With generous contributions from my colleagues (they did 85% of the work), I have compiled a list of 120 possible uses for your data center. For your reading pleasure, I have arranged them by category. As you can see, my colleagues are incredibly imaginative! There is some overlap here, but I didn’t want to play favorites. So, here you go…
Sports and Recreation
- Ice hockey rink.
- Whirlyball arena.
- Go-kart track.
- Snowshoe practice area.
- Laser tag.
- Paintball arena.
- Sweat lodge.
- Hot yoga studio.
- Immersive VR gaming arena.
- Largest paper football game. Ever.
- Portal arena.
- Paint walls black. Turn off lights. Dress in black. Water balloon fight with fluorescent paint.
- Extreme weather survival training.
- Giant domino rally.
- Venue for world’s longest paper airplane flight.
- twitch.tv live video game championship arenas.
- Bubble football arena.
- World’s largest ball pit.
- Ultimate LAN party room.
- Indoor lazy river.
- Indoor ski resort.
- Shooting range.
- All weather theme park – “Datacenter Land.”
- Segway racing track.
- Indoor surf park.
- Massive spinning studio.
- Create the World Trampoline Wallyball League (WTWL).
- Ultimate Boda Borg quest challenge.
- Indoor hang gliding wind tunnel.
- 48 state of the art gyms.
- Indoor dog park.
- Zamboni driver training facility.
Food and Beverages
- A large, cold area is perfect for growing and preserving food.
- Meat locker / meat packing facility.
- Popsicle factory.
- Wine cellar.
- Penguin sanctuary.
- Mushroom farm.
- Cheese grotto.
- Practice area for growing potatoes on Mars.

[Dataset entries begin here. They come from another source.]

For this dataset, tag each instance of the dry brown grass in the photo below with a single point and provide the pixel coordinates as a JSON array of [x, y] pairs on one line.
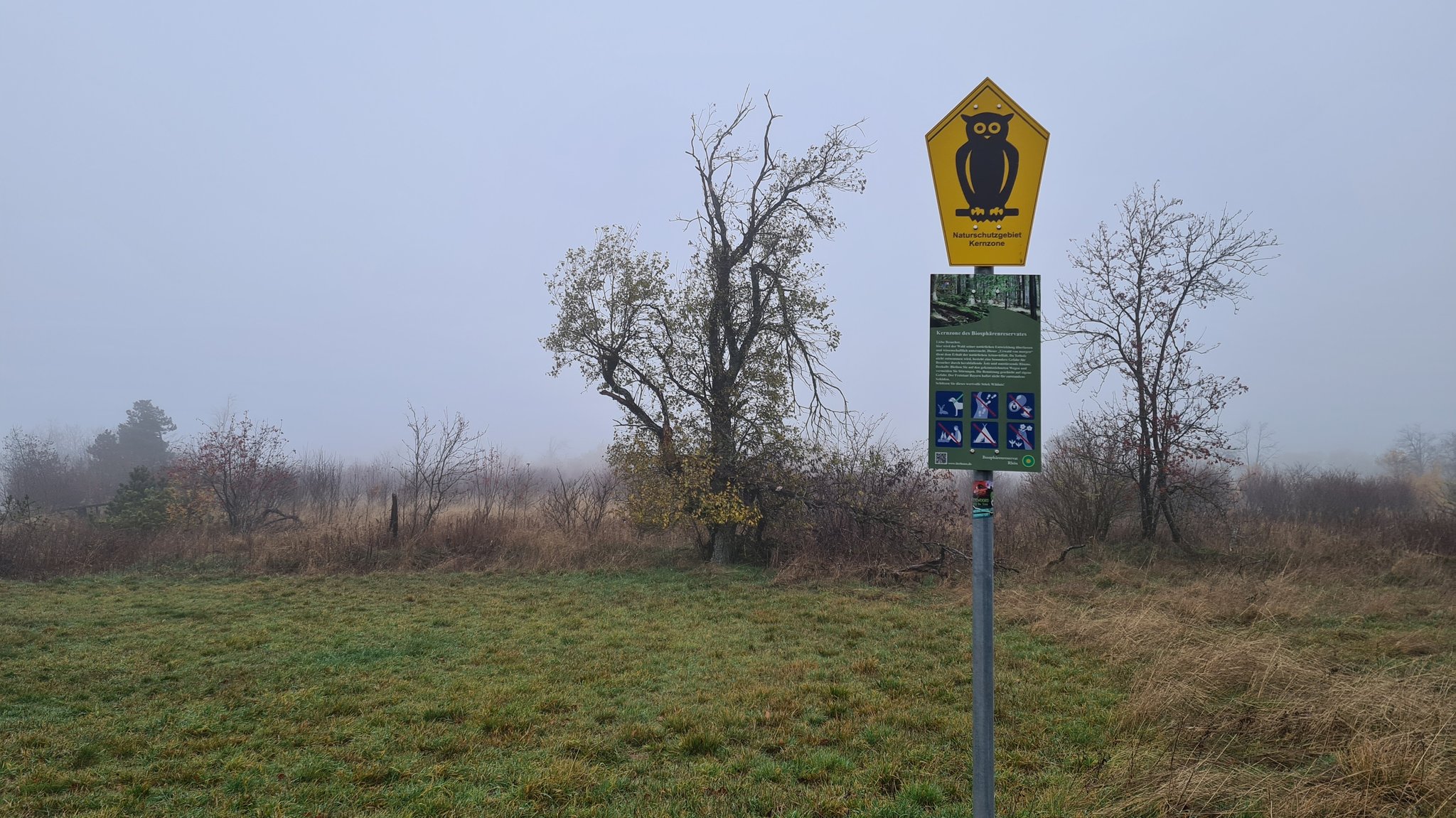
[[1293, 694], [461, 539]]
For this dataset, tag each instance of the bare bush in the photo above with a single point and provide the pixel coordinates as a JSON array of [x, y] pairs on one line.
[[861, 500], [245, 466], [441, 459], [1083, 485], [582, 504]]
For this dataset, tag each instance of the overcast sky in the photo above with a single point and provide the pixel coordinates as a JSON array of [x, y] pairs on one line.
[[325, 210]]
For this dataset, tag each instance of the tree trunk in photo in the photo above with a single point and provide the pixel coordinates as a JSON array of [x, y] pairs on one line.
[[722, 537]]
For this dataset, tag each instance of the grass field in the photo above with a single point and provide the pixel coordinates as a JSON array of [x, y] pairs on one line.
[[565, 694], [669, 693]]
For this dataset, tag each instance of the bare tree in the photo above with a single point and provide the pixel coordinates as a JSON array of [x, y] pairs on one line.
[[717, 360], [1129, 316], [1415, 453], [441, 459]]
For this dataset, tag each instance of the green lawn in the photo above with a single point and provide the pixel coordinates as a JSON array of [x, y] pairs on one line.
[[657, 693]]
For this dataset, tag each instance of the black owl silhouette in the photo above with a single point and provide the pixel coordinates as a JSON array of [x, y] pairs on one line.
[[986, 166]]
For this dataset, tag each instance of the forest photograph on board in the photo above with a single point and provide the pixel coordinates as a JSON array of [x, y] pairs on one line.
[[960, 297]]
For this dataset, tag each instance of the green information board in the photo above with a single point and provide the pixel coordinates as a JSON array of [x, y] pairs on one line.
[[986, 372]]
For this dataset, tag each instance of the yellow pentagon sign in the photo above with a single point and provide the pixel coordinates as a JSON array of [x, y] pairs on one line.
[[986, 161]]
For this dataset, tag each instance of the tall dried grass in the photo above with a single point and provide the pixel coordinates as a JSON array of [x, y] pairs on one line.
[[464, 537], [1239, 704]]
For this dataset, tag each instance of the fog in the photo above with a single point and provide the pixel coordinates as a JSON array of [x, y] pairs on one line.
[[321, 213]]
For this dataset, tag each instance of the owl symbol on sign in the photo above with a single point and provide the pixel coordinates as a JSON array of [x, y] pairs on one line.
[[986, 166]]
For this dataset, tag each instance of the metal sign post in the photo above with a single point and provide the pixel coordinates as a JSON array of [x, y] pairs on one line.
[[983, 682], [986, 159]]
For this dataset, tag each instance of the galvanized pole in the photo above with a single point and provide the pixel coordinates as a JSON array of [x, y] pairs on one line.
[[983, 674]]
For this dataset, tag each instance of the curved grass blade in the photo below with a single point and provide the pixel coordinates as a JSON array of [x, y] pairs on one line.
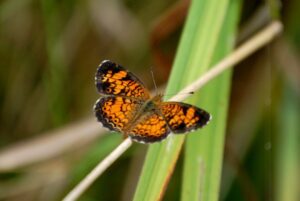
[[199, 41]]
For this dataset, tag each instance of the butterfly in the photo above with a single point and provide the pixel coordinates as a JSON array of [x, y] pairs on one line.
[[126, 106]]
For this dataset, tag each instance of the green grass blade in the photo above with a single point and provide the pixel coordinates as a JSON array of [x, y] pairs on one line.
[[197, 51], [287, 149], [204, 152]]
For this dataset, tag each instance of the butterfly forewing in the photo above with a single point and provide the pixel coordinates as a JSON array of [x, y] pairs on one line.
[[113, 79]]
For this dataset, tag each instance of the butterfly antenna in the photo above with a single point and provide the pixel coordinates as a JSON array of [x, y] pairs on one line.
[[152, 75]]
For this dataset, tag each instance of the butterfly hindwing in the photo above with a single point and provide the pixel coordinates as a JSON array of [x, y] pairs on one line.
[[115, 113], [182, 117], [150, 128]]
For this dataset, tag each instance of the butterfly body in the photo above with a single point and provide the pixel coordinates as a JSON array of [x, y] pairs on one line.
[[127, 107]]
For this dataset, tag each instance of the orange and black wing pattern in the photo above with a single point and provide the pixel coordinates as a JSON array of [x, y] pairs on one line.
[[182, 117], [150, 128], [113, 79], [115, 113]]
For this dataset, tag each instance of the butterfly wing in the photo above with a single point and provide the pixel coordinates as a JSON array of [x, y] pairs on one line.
[[182, 117], [113, 79], [150, 128], [115, 113]]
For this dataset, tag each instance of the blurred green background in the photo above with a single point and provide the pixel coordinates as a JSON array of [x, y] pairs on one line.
[[49, 52]]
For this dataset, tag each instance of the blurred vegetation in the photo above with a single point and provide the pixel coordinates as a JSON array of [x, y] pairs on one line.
[[50, 50]]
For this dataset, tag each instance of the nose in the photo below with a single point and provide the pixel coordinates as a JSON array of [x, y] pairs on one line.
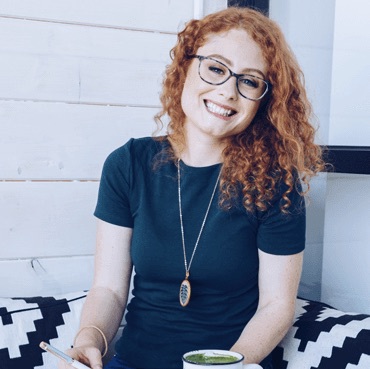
[[229, 89]]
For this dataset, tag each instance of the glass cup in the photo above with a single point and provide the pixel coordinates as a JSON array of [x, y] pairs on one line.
[[223, 359]]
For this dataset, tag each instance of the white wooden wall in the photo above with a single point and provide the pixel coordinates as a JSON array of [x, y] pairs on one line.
[[77, 79]]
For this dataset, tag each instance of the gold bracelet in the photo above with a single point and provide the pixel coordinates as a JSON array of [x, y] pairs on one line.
[[100, 331]]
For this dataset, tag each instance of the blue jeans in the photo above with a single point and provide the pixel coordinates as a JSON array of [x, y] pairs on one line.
[[117, 363]]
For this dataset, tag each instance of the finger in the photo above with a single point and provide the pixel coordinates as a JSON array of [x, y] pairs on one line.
[[95, 359]]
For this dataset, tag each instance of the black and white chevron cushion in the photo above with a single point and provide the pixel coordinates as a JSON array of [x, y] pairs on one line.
[[25, 322], [325, 338]]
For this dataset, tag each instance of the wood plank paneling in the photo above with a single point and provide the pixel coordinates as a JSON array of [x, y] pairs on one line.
[[157, 15], [64, 141], [45, 38], [54, 62], [45, 276], [77, 80], [40, 219]]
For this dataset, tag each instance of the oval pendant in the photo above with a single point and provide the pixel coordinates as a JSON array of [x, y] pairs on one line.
[[185, 292]]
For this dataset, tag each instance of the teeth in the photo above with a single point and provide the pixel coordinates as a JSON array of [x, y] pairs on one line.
[[218, 110]]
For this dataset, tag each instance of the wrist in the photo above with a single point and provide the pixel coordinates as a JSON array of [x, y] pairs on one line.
[[91, 335]]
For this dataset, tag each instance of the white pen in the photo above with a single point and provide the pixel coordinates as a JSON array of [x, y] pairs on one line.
[[61, 355]]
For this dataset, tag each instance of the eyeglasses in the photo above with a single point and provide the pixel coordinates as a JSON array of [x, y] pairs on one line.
[[214, 72]]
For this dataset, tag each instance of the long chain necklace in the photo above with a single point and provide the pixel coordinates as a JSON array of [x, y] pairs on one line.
[[185, 288]]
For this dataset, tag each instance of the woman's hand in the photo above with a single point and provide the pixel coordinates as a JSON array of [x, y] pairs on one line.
[[86, 355]]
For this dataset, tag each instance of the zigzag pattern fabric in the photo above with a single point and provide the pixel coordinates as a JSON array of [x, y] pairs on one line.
[[25, 322], [325, 338]]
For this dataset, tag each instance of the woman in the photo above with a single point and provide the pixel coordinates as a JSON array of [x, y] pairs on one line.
[[211, 215]]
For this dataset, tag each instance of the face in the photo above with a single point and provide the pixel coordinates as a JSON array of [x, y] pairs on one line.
[[219, 111]]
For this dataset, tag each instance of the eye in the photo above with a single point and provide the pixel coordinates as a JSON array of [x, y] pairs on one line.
[[249, 82], [216, 69]]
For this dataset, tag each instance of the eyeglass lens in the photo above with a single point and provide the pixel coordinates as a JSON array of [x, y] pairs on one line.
[[216, 73]]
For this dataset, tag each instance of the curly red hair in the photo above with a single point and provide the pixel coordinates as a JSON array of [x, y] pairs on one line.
[[278, 146]]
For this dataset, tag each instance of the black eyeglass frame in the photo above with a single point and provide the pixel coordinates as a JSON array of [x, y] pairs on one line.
[[232, 74]]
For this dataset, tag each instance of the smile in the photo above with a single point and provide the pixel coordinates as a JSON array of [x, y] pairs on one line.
[[216, 109]]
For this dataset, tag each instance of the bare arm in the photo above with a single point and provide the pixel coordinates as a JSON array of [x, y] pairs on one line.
[[106, 300], [278, 284]]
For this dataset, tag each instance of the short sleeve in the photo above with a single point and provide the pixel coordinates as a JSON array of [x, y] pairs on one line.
[[283, 233], [113, 204]]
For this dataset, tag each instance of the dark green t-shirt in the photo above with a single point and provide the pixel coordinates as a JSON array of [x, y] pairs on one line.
[[224, 271]]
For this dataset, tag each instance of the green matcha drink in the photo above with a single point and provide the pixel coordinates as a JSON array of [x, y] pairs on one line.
[[214, 359], [207, 358]]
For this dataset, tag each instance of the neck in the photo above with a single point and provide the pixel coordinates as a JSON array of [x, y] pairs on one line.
[[202, 152]]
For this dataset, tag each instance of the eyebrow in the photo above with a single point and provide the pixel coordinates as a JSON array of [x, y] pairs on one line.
[[227, 61]]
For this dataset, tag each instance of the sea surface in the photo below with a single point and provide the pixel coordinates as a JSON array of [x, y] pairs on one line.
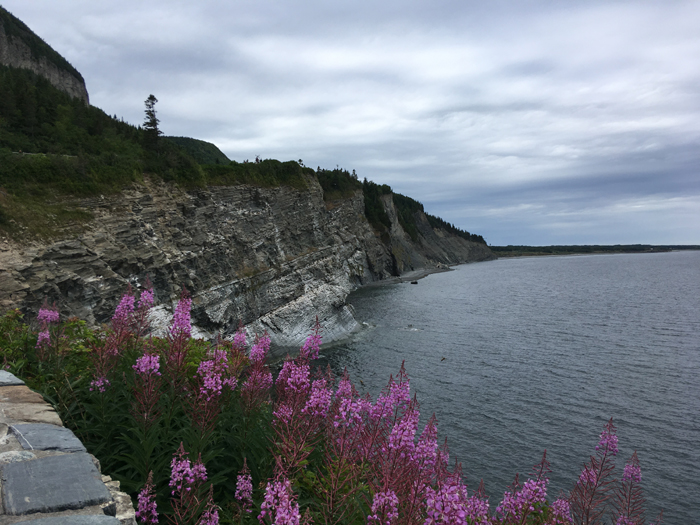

- World’s largest Easy Bake Oven.
- Electric car charging station.
- Storm shelter.
- Drone zone.
- Giant pencil case.
- Bomb shelter.
- Car wash.
- Community theater.
- Art gallery.
- Secure storage for all the money saved by using AWS.
- Cloud University.
- Solar power generation plant.
- 48 really large Airbnb opportunities.
- Maker‘s den.
Space, the Final Frontier
- Blimp Hanger with “Moffett Field, You Got Nothing on Me!” painted on the side.
- UFO storage.
- Fill with water and use as a NASA zero-gravity training facility.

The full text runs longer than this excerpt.